Celebrate World Photo Day - four ideas to improve the photos you take with your family

How many photos do you take in the average day? Whichever camera you’re using, there are always ways to make your photos more creative and interesting, and better preserve the memories you want to keep.

This Sunday, 19th August, is World Photo Day which is a great chance for everyone to celebrate the power of photography to have a positive impact on our lives.

Here are my top tips to improve your family photo game this weekend, and share a little joy in the process.

1. Move before you capture

How often do we swipe up on our phone’s screen and take a photo of our kids from exactly the position we happen to be standing? When you want to take a photo, think about whether moving before you capture the image could improve your photo.

The reason a photo from standing level looks factual but perhaps a little dull is that we’re used to seeing the world from this level.

Ask yourself: what level are your kids at? If they are down low, could you take a photo from their level to capture their perspective, or show their expression head on? Or from below to show a moment of triumph such as climbing to the top of the slide?

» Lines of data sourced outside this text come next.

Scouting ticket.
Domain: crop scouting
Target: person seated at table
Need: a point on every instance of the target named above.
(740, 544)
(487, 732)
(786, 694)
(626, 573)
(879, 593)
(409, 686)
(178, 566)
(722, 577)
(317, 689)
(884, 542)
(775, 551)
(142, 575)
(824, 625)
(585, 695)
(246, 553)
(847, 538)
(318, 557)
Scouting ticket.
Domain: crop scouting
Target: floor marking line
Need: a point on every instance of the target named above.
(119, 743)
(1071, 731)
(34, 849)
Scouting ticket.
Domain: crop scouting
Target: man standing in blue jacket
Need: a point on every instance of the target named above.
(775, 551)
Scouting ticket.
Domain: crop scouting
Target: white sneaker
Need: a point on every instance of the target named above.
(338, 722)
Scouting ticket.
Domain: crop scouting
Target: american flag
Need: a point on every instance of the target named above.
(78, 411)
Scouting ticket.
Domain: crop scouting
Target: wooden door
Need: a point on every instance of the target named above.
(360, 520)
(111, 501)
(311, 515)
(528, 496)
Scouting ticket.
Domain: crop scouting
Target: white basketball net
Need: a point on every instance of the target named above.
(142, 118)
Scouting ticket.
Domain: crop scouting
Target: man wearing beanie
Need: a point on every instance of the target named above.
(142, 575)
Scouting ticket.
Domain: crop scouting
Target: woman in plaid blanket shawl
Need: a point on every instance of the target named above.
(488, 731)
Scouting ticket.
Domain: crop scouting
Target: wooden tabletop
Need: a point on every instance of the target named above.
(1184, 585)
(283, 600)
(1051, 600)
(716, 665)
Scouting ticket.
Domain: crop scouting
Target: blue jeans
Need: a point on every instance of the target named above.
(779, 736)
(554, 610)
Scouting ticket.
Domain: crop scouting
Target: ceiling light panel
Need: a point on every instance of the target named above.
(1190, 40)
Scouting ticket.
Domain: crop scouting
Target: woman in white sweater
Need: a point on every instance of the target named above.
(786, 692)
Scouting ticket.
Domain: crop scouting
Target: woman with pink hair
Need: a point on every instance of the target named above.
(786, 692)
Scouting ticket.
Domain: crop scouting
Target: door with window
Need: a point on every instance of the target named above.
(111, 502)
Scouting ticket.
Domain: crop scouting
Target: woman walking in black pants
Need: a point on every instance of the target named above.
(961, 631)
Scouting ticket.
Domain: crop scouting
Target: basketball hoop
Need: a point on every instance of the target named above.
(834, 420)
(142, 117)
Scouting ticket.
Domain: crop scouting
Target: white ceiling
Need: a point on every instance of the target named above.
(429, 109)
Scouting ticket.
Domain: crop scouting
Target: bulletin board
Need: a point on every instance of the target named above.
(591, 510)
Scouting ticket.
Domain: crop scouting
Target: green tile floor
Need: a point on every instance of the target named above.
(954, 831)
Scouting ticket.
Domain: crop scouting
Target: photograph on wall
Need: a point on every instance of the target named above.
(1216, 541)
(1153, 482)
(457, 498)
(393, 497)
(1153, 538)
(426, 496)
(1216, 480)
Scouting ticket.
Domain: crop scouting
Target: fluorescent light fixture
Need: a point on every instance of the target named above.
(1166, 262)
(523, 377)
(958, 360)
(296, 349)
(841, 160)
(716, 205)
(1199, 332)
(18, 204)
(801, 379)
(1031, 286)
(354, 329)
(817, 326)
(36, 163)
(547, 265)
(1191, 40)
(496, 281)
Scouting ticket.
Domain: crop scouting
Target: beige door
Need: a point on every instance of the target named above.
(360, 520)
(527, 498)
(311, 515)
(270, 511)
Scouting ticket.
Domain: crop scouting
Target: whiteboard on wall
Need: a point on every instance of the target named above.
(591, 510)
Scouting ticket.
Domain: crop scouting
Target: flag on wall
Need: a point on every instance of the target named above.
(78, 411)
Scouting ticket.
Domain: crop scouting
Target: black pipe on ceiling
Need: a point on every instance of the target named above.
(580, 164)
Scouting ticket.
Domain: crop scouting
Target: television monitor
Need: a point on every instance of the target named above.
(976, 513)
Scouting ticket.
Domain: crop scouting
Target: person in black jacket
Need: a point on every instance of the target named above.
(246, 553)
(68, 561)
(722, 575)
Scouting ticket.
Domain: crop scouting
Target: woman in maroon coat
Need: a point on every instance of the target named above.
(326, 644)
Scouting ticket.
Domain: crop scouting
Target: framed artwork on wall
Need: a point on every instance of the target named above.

 By getting down to Ethel's level, we can better connect with her when we see the photo

By getting down to Ethel's level, we can better connect with her when we see the photo

2. Why does it matter that you take this photo?

Before you snap, think about the message you want to send, or the mood you want to remember, and how you can express this. Some ideas include:

  • If you’re capturing two children engrossed in play, could you create a lot of negative space (for example sky, greenery or a wall) around them to portray the sense of them being in their own little world?
  • Cropping in your photo to focus on the thing which is interesting, for example, showing just your child’s smile and hands showing off an artistic creation, rather than a usual portrait?
  • Trying to take a photo when your subject doesn’t realise, or they’ve forgotten you’re photographing. Can you capture a moment when they’re concentrating or in a moment of thought? This can make for a more authentic portrait.
 Create space around your subjects to tell a story

Create space around your subjects to tell a story

How often do we swipe up on our phone’s screen and take a photo of our kids from exactly the position we happen to be standing?

3. Can you get a catchlight?

You know why the eyes of magazine cover stars always look so bright? They always have a catchlight in them – that little spec of light which lightens up the eyes and makes them shine. To get this, you need to make sure there’s a light source (or at least a very pale surface such as a white wall) reflecting in your subject’s eyes before you take the photo.

If they’re not in a position where this is possible, take a photo from a profile perspective (if you don’t have flash available) or of something else until they’re in the right position.

 Get a profile image if there's no catchlight

Get a profile image if there's no catchlight

4. Bring your own perspective

The fab thing about photography is that, with very few tools, you have the chance to show the world how you see things – your own unique perspective. When I’m out and about, I like to think of my camera as like a little scrapbook where I can hold onto cool little details I notice, which could be something as simple as a combination of colours, an interesting story unfolding or a dappled bit of light.

Think about the sorts of things you’d like to capture to make your own personal scrapbook too and tag your photos #worldphotoday to join in on the action.